The recent Bitcoin rally came to an abrupt halt on Wednesday as the cryptocurrency’s price began to drop on rumours of new regulation.
The cryptocurrency’s price reached US$16,285 around 12:30 p.m. on Nov. 26, a sharp dip from the US$19,374 it was sitting at around 9:00 a.m. the day before, according to CoinDesk. (All following amounts are also in U.S. dollars).
This followed a low of just under $5,000 in mid-March, and Bitcoin last hit an all-time high in December 2017 when the price reached $19,783.
The recent sell-off was triggered by a tweet from Brian Armstrong, CEO of Coinbase, a San Francisco-based cryptoexchange. The tweet concerned rumours that Washington was planning new regulation around digital wallets — a software system used to store cryptoassets such as Bitcoin.
“We all know that Brian is exceedingly well plugged-in,” says Fred Pye, president and CEO of Toronto-based 3iQ Corp., which manages The Bitcoin Fund. “So, that was enough to pull back the price of Bitcoin in the short term.”

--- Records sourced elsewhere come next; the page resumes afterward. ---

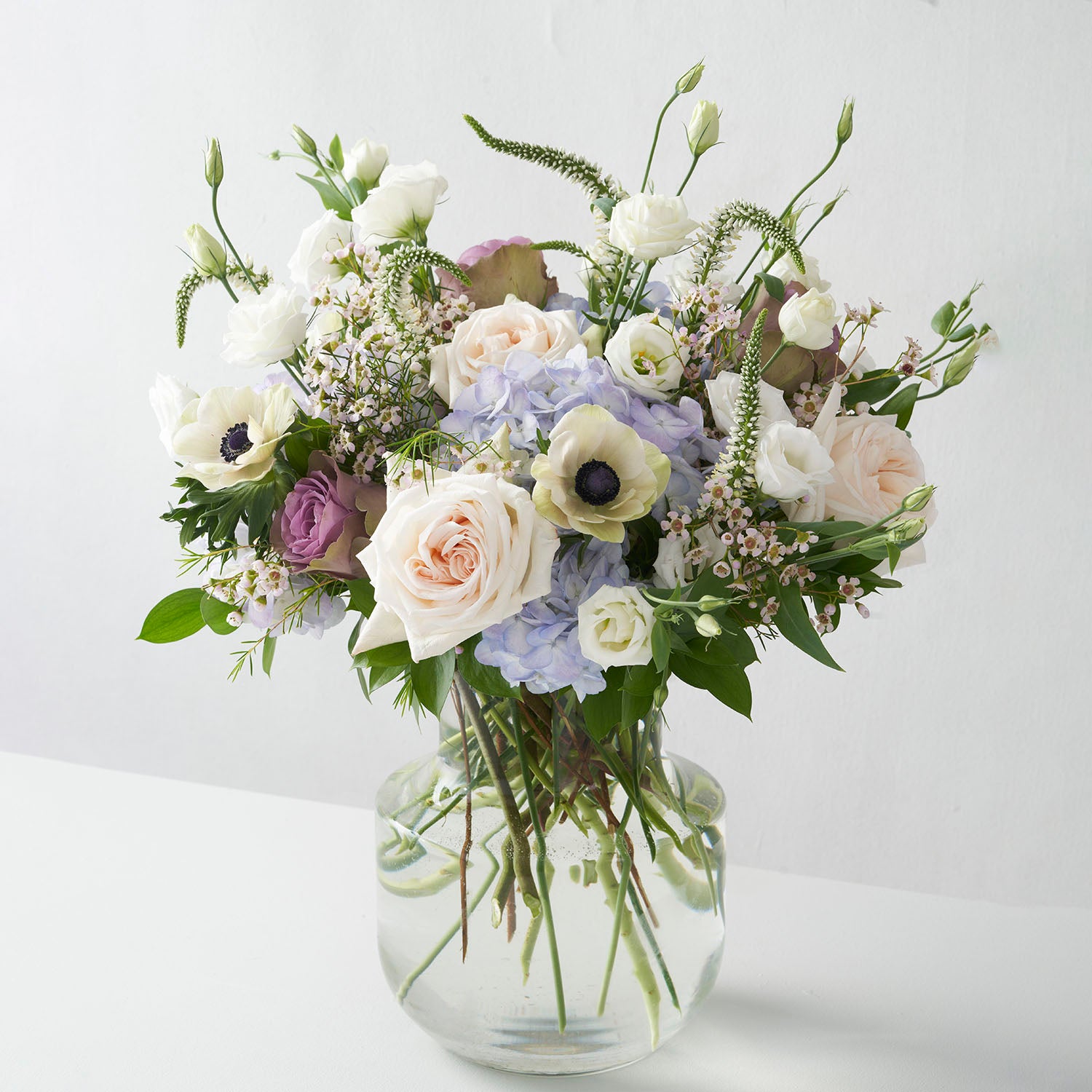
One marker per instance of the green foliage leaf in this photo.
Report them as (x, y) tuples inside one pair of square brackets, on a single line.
[(902, 404), (432, 679), (943, 320), (362, 596), (331, 199), (727, 683), (174, 617), (485, 678), (215, 614), (794, 622)]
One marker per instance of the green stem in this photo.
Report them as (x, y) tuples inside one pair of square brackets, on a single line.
[(655, 139), (521, 851), (541, 862), (231, 245)]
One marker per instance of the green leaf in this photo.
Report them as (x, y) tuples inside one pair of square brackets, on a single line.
[(336, 152), (362, 596), (331, 199), (727, 683), (174, 617), (432, 679), (902, 404), (773, 285), (792, 620), (485, 678), (215, 614), (943, 320), (661, 646)]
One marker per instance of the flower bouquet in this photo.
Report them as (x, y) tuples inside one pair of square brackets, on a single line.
[(539, 510)]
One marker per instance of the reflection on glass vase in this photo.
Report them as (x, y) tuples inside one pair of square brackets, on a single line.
[(567, 915)]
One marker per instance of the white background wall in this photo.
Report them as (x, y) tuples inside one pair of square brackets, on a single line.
[(954, 756)]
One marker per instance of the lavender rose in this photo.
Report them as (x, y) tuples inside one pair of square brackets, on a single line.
[(502, 266), (328, 519)]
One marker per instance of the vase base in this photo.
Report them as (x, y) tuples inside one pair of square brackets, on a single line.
[(535, 1048)]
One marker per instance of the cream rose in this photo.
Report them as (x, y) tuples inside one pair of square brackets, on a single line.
[(614, 627), (489, 336), (328, 233), (646, 355), (452, 557), (264, 329), (723, 391), (791, 462), (649, 226), (808, 320), (402, 205)]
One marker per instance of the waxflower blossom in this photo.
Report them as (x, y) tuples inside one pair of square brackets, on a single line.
[(598, 474)]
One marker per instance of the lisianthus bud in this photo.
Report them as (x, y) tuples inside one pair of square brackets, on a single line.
[(705, 128), (214, 164), (960, 365), (917, 499), (307, 143), (906, 531), (690, 79), (845, 122), (207, 253)]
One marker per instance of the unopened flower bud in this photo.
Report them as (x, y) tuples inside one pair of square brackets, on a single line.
[(917, 499), (207, 253), (906, 531), (214, 164), (705, 128), (307, 144), (690, 79), (960, 365), (845, 122)]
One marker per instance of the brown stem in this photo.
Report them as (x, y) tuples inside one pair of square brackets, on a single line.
[(521, 849)]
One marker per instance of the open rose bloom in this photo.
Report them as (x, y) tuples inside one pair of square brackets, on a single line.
[(539, 510)]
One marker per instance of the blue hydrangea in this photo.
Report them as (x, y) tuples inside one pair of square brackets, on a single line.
[(539, 648)]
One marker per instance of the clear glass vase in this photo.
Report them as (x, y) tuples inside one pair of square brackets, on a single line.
[(570, 941)]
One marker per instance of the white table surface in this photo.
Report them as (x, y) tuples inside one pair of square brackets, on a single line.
[(159, 936)]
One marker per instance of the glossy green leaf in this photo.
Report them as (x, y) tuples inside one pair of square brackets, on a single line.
[(174, 617)]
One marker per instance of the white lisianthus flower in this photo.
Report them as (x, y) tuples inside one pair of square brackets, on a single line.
[(703, 130), (808, 320), (231, 434), (402, 205), (489, 336), (790, 462), (723, 392), (784, 269), (170, 397), (598, 475), (646, 354), (452, 557), (650, 225), (207, 253), (329, 233), (264, 329), (366, 161), (614, 627)]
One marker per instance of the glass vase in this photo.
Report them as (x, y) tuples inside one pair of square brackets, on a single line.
[(563, 917)]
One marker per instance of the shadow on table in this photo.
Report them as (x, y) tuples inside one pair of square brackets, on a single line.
[(742, 1042)]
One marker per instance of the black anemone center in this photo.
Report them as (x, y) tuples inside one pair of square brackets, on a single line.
[(236, 443), (596, 483)]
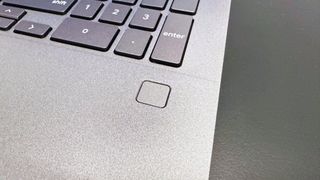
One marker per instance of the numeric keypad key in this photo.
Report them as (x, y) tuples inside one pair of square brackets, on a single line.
[(85, 33), (115, 14), (146, 19), (87, 9)]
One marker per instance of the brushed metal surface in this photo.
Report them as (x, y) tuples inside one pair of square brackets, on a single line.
[(268, 124), (70, 113)]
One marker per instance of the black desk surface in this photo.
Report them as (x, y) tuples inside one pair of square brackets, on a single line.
[(268, 124)]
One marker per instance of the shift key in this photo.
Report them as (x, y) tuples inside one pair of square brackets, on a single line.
[(172, 42)]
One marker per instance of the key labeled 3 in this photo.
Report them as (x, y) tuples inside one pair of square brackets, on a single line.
[(146, 19)]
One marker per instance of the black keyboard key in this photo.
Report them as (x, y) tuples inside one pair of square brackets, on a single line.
[(6, 24), (129, 2), (145, 19), (51, 6), (133, 43), (85, 33), (115, 14), (155, 4), (87, 9), (172, 42), (185, 6), (32, 29), (12, 12)]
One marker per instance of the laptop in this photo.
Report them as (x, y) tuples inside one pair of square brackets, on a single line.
[(109, 89)]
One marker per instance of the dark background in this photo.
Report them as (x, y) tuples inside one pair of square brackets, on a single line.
[(268, 124)]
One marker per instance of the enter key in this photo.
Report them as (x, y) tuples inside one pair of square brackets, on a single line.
[(172, 42)]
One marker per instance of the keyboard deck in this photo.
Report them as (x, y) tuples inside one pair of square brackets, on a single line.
[(95, 24)]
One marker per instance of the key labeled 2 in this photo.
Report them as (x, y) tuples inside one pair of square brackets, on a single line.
[(115, 14)]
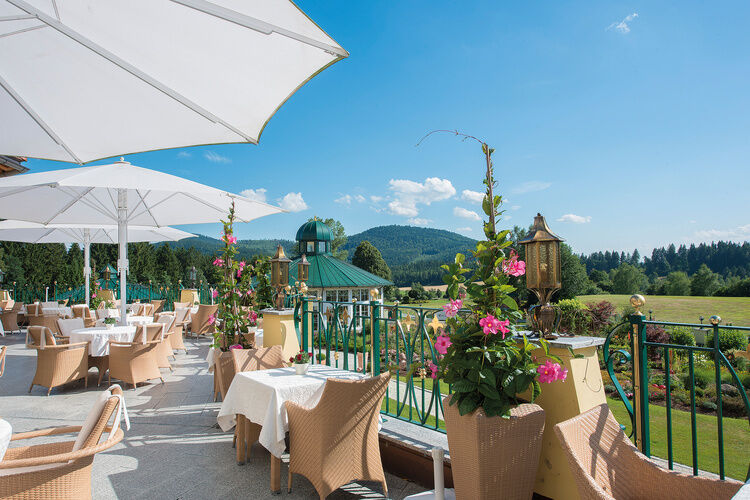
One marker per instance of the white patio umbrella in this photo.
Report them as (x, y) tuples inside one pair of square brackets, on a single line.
[(31, 232), (123, 194), (89, 79)]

Yet, Pye notes that such a drop should also be seen as part of the natural investment cycle of any asset class.
“I think people have to expect [that] when any asset class runs up as strong as bitcoin has run up in the last three months it’s natural for a consolidation, a pullback,” says Pye. “It’s a perfectly normal retrace.”
Pye expects the price of Bitcoin to continue to move between $16,000 and $20,000 for the next couple of months, before starting to climb to its next plateau.
“Next stop is 50 [thousand] probably,” says Pye.